China’s dominance in the EV market is further supported by its supply chain advantages. BYD, for instance, delivered over 4.54 million passenger vehicles globally in 2025, and CATL accounted for 33.3% of global EV battery production. These efficiencies help keep production costs low, giving Chinese brands a competitive edge.

Platforms like EV24.africa are playing a pivotal role in driving EV adoption by connecting buyers across all 54 African countries with a variety of Chinese EVs. They offer flexible financing options and emphasize locally assembled models, making EV ownership more attainable. As charging networks expand and more assembly plants are established, Chinese EVs are well-positioned to lead Africa’s shift toward electric mobility. Together, these efforts are paving the way for a strong and sustainable transition to electric transportation across the continent.

FAQs

Why are Chinese electric vehicles more affordable in Africa than Western brands?

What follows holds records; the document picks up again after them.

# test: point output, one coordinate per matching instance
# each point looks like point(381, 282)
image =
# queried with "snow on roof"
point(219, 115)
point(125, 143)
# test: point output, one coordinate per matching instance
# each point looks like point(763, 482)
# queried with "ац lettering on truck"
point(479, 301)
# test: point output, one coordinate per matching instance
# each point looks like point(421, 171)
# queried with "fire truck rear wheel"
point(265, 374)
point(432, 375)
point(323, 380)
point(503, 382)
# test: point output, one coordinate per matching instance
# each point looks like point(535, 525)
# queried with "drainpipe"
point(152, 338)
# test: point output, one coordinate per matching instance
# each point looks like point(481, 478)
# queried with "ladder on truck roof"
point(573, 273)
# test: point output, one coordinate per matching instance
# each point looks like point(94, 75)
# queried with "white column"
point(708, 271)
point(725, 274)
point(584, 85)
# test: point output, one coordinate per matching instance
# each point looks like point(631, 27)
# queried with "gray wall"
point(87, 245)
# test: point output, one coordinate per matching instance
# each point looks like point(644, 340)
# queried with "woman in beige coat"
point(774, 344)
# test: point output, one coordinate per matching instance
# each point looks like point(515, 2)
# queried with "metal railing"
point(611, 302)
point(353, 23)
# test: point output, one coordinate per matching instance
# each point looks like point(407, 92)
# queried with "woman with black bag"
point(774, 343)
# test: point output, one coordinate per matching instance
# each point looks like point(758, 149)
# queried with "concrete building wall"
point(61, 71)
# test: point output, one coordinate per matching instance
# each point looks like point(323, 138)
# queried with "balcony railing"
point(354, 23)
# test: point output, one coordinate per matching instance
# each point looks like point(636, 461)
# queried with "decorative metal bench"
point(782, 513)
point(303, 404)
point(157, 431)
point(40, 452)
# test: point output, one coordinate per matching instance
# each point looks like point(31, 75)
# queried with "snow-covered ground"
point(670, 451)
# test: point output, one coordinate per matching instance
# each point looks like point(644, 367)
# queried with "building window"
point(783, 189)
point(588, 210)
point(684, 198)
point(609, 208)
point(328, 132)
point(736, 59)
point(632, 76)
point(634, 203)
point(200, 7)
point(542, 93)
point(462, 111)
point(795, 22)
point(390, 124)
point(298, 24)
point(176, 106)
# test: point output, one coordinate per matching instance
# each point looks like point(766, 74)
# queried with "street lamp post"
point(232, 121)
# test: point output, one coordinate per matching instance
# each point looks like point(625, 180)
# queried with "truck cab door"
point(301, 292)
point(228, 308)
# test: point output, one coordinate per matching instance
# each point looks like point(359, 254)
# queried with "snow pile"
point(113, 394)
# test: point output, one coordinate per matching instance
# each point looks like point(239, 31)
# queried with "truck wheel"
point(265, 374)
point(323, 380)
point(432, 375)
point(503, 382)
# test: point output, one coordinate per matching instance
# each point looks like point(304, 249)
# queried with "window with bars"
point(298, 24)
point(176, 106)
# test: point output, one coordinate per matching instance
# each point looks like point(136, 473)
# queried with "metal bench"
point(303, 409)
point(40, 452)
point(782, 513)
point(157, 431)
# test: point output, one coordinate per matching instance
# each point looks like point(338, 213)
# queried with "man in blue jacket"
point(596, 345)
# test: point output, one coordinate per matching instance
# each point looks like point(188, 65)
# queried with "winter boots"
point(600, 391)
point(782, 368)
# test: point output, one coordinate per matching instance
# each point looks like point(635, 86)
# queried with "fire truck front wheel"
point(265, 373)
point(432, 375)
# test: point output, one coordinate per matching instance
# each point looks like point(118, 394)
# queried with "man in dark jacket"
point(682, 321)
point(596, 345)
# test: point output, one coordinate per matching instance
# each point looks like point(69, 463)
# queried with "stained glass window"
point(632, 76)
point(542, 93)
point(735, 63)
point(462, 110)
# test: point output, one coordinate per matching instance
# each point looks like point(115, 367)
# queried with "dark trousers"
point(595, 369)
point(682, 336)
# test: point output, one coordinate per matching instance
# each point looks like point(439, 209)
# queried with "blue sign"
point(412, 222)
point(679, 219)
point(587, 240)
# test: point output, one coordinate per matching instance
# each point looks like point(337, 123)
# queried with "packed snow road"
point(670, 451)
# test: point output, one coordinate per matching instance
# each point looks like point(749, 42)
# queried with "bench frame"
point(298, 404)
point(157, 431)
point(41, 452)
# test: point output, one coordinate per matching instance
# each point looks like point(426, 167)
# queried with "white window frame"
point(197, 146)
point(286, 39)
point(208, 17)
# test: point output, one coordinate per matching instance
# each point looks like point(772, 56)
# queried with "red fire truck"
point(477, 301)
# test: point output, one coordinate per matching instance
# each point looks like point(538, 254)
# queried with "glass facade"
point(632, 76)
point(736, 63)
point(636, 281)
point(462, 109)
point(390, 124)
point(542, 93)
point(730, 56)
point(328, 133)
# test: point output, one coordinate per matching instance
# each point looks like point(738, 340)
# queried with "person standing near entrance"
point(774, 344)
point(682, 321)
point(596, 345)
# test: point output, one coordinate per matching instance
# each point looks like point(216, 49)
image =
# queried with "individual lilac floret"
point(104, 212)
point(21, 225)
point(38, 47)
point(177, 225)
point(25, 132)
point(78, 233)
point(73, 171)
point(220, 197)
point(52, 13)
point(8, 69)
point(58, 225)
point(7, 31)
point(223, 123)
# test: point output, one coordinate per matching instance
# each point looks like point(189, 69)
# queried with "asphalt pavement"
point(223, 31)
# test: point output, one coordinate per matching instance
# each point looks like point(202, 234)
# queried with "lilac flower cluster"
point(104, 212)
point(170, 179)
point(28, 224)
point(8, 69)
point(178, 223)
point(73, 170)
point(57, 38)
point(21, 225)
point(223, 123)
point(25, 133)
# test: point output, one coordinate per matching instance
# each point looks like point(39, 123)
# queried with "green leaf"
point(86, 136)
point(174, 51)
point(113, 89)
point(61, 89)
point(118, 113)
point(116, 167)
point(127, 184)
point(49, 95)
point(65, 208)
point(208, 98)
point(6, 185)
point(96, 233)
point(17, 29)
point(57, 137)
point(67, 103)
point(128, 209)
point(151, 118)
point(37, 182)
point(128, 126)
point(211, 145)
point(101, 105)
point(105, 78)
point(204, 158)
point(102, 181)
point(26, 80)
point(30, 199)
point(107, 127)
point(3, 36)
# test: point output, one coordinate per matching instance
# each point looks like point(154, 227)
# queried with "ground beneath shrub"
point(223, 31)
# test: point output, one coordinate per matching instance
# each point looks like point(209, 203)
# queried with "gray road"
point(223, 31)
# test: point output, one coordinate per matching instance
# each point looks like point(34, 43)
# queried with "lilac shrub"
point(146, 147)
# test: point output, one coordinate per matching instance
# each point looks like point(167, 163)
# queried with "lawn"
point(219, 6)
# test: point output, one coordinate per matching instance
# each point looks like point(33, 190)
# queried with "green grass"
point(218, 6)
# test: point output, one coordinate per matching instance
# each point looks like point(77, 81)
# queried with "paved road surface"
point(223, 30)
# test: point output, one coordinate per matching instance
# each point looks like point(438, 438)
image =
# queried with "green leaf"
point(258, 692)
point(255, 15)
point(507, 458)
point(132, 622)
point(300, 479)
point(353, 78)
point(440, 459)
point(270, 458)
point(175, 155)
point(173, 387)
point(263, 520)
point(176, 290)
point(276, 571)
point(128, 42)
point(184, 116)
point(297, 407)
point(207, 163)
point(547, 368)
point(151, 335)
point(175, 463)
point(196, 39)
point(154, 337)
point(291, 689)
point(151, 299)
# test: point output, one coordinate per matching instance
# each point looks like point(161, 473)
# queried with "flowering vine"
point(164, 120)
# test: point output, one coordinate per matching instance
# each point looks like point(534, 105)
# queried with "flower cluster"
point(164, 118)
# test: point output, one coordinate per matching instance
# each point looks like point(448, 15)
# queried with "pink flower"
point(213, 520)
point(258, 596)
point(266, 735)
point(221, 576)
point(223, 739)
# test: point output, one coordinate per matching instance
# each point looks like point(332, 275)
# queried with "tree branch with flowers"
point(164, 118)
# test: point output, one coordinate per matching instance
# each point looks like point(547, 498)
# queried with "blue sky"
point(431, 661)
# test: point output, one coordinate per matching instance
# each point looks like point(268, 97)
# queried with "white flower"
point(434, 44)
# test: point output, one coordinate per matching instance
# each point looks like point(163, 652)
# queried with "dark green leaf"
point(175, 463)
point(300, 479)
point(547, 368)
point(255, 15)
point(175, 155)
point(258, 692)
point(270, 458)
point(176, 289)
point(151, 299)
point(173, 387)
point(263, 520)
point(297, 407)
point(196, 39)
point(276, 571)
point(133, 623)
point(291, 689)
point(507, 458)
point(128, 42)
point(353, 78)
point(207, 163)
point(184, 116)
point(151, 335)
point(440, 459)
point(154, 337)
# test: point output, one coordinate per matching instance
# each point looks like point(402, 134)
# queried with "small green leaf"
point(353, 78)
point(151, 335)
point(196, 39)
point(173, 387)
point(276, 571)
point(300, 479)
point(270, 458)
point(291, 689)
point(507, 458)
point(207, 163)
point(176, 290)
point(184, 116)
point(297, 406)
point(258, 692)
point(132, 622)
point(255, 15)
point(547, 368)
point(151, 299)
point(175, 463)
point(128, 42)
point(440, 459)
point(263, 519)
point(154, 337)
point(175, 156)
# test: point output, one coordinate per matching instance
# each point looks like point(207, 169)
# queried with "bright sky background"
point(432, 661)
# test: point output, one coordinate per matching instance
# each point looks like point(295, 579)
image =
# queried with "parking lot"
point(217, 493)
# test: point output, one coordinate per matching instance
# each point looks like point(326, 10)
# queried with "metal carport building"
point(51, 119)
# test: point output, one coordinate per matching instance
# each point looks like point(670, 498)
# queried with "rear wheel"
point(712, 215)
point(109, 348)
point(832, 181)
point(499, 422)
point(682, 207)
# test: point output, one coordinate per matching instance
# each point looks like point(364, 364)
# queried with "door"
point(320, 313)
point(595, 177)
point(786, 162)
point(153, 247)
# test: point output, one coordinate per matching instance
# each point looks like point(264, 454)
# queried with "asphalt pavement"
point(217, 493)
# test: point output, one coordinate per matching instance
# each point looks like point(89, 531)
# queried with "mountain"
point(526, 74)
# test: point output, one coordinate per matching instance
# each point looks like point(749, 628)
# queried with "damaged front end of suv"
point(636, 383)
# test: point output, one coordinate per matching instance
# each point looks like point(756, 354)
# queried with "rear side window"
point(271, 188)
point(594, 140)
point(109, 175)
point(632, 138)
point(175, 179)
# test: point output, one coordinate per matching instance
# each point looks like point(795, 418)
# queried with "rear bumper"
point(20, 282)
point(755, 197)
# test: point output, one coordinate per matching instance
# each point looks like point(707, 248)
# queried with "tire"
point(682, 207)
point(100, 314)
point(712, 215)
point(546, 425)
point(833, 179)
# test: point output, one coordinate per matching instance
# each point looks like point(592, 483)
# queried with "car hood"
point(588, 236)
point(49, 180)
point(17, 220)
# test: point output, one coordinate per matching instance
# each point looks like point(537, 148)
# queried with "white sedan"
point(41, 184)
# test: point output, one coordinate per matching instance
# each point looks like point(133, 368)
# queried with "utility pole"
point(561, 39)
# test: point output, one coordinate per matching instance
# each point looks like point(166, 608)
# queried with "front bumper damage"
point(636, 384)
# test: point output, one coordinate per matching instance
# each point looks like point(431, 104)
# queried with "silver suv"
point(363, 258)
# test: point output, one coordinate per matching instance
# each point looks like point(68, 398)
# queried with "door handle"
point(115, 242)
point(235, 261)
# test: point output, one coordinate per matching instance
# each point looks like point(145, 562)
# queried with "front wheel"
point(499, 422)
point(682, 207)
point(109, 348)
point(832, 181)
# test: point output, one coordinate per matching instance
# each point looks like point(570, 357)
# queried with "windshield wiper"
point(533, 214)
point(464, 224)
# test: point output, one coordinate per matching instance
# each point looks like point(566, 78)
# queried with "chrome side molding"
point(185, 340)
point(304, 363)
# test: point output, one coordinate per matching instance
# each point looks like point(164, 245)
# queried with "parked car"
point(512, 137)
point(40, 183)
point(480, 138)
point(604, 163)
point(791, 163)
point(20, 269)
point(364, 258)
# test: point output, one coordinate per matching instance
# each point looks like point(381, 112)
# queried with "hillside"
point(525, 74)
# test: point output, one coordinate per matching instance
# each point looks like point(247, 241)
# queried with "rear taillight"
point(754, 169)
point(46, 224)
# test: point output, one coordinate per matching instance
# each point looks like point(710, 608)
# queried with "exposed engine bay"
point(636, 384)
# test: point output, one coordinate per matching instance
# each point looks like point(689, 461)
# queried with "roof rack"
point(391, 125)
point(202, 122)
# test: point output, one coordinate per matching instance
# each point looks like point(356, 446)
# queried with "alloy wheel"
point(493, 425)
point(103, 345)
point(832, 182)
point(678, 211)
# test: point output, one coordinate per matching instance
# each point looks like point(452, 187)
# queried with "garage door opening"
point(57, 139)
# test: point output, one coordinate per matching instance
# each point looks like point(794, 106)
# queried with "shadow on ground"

Chinese electric vehicles (EVs) have gained traction in Africa largely because they’re more affordable, thanks to smart cost-saving strategies. Instead of shipping fully assembled cars, many Chinese manufacturers use completely-knocked-down (CKD) or semi-knocked-down (SKD) kits, which are then assembled locally. This method significantly cuts down on import taxes, shipping fees, and logistical costs. On top of that, local assembly taps into Africa’s lower labor costs, making the final product even cheaper.

China’s edge in large-scale EV production, its dominance in battery manufacturing, and government subsidies further contribute to the low prices. Brands like BYD, Chery, and Great Wall leverage these advantages to offer feature-rich models at prices that Western competitors struggle to match. By combining affordability with growing dealership networks, Chinese EV makers have become a top choice for African buyers looking for dependable and budget-friendly vehicles.

How does local production contribute to the success of Chinese EVs in Africa?

Local production has become a cornerstone of Chinese electric vehicle (EV) success in Africa. By establishing assembly plants and collaborating with local manufacturers, Chinese automakers cut down on import duties and shipping expenses. This strategy makes their vehicles more affordable for cost-conscious buyers across the continent. Additionally, these efforts align with government policies that reward local manufacturing through tax incentives and preferential treatment.

But it’s not just about cost. Local production also generates jobs, develops technical expertise, and fosters stronger ties with African nations. By weaving their operations into local supply chains – such as linking EV production with lithium mining in Nigeria – Chinese brands secure a steady flow of parts and services. This integration doesn’t just make EVs more accessible; it also roots these companies deeply within African economies, fueling market growth and supporting the shift toward cleaner, greener mobility.

How are Chinese EV companies solving Africa’s charging infrastructure challenges?

Chinese electric vehicle (EV) companies are tackling Africa’s limited charging infrastructure with creative solutions and smart partnerships. They’re teaming up with local businesses to build charging stations powered by renewable energy sources like solar and wind. This approach not only reduces dependence on unreliable grid electricity but also supports sustainable energy use. In some cases, manufacturers are setting up charging stations directly within their dealerships, turning them into convenient hubs for both EV sales and charging.

Another clever strategy involves shipping knock-down kits – packages that include chargers and modular charging equipment. These kits simplify the process of setting up charging infrastructure locally. To ensure smooth operations, Chinese automakers are also offering training programs for local technicians, equipping them with the skills needed to install and maintain these systems. By blending renewable energy, localized assembly, and financial partnerships, these companies are breaking down infrastructure barriers and paving the way for broader EV adoption across Africa.